Researchers at the University of Tokyo have succeeded for the first time in verifying Einstein’s proposal of the non-locality of a single quantum: the idea that a single photon diffracted by a slit can spread over arbitrarily large distances, but is never detected in two or more places simultaneously.
This elusive phenomenon of non-locality in quantum mechanics, which has been termed “spooky action at a distance,” spurred a hundred years’ debate among physicists with Einstein’s proposal in 1909. Ever since, physicists have been making zealous efforts towards rigorous confirmation by highly efficient measurement devices. However, detection methods used so far have been for detecting photons as particles. In addition to low detection efficiency, since these methods can only detect the presence or absence of photons, it was theoretically impossible to rigorously verify Einstein’s proposal.

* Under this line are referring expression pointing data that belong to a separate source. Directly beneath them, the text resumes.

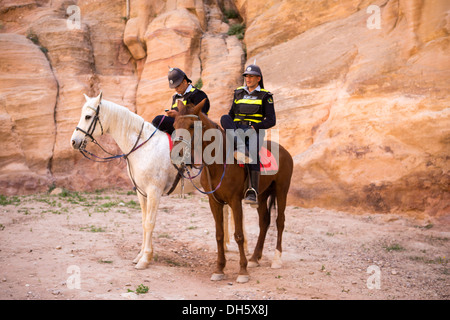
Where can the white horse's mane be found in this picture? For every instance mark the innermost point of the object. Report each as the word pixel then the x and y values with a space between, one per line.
pixel 120 118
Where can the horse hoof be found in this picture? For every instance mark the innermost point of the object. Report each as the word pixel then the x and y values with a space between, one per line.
pixel 217 276
pixel 243 278
pixel 252 264
pixel 141 265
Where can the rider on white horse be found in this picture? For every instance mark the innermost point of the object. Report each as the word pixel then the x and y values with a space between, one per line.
pixel 185 92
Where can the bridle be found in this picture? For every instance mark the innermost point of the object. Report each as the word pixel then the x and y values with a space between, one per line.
pixel 90 156
pixel 90 131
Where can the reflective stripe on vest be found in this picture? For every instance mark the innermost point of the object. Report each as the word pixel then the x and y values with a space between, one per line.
pixel 182 97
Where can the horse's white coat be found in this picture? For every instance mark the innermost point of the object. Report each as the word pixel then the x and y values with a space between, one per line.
pixel 150 165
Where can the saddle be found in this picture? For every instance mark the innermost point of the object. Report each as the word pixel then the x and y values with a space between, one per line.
pixel 268 162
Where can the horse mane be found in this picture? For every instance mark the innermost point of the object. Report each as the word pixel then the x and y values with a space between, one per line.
pixel 124 119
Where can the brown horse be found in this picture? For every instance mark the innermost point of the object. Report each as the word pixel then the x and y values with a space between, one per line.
pixel 231 191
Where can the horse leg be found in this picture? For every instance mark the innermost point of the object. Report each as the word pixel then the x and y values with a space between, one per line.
pixel 149 225
pixel 217 210
pixel 143 203
pixel 239 237
pixel 230 228
pixel 226 227
pixel 281 202
pixel 264 222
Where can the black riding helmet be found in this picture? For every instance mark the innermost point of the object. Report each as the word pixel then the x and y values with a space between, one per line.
pixel 253 69
pixel 176 76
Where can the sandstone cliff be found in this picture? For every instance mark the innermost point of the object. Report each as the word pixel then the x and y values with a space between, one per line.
pixel 360 88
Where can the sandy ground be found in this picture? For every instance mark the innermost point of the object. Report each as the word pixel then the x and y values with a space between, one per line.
pixel 81 246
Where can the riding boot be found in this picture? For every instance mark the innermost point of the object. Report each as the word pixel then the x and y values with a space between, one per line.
pixel 251 195
pixel 242 154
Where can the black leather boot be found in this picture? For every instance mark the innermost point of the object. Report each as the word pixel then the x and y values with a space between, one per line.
pixel 251 195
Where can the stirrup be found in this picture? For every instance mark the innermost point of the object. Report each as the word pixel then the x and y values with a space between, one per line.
pixel 253 204
pixel 242 157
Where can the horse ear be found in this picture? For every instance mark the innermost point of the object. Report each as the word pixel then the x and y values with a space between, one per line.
pixel 198 108
pixel 180 105
pixel 98 99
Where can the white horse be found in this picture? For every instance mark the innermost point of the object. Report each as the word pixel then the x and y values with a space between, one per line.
pixel 149 166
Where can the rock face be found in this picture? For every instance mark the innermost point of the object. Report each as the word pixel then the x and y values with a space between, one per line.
pixel 360 89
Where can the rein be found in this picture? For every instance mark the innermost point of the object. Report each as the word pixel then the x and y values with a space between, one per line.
pixel 88 155
pixel 90 131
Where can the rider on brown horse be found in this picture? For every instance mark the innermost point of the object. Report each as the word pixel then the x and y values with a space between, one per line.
pixel 252 110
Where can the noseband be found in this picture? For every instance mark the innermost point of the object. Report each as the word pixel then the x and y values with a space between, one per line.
pixel 90 131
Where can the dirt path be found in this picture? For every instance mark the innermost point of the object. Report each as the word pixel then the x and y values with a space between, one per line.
pixel 49 242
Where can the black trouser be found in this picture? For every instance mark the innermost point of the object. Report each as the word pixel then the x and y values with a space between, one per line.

Graduate School of Engineering Professor Akira Furusawa, doctoral student Maria Fuwa and their collaborators utilized the wave-like degree of a photon as an electromagnetic wave and used a homodyne measurement technique to measure the photon amplitude and phase with high efficiency. They demonstrate it by splitting a single photon between two laboratories and experimentally testing whether the choice of measurement in one laboratory really causes a change in the local quantum state in the other laboratory.
This enabled the group to successfully verify the non-locality of a single photon with high precision and rigor. The experiment also verifies the entanglement of the split single photon even when one side is untrusted.
M. Fuwa, S. Takeda, M. Zwierz, H. M. Wiseman, and A. Furusawa. Experimental proof of nonlocal wave function collapse for a single particle using homodyne measurements. Nat Commun, 6, 03 2015.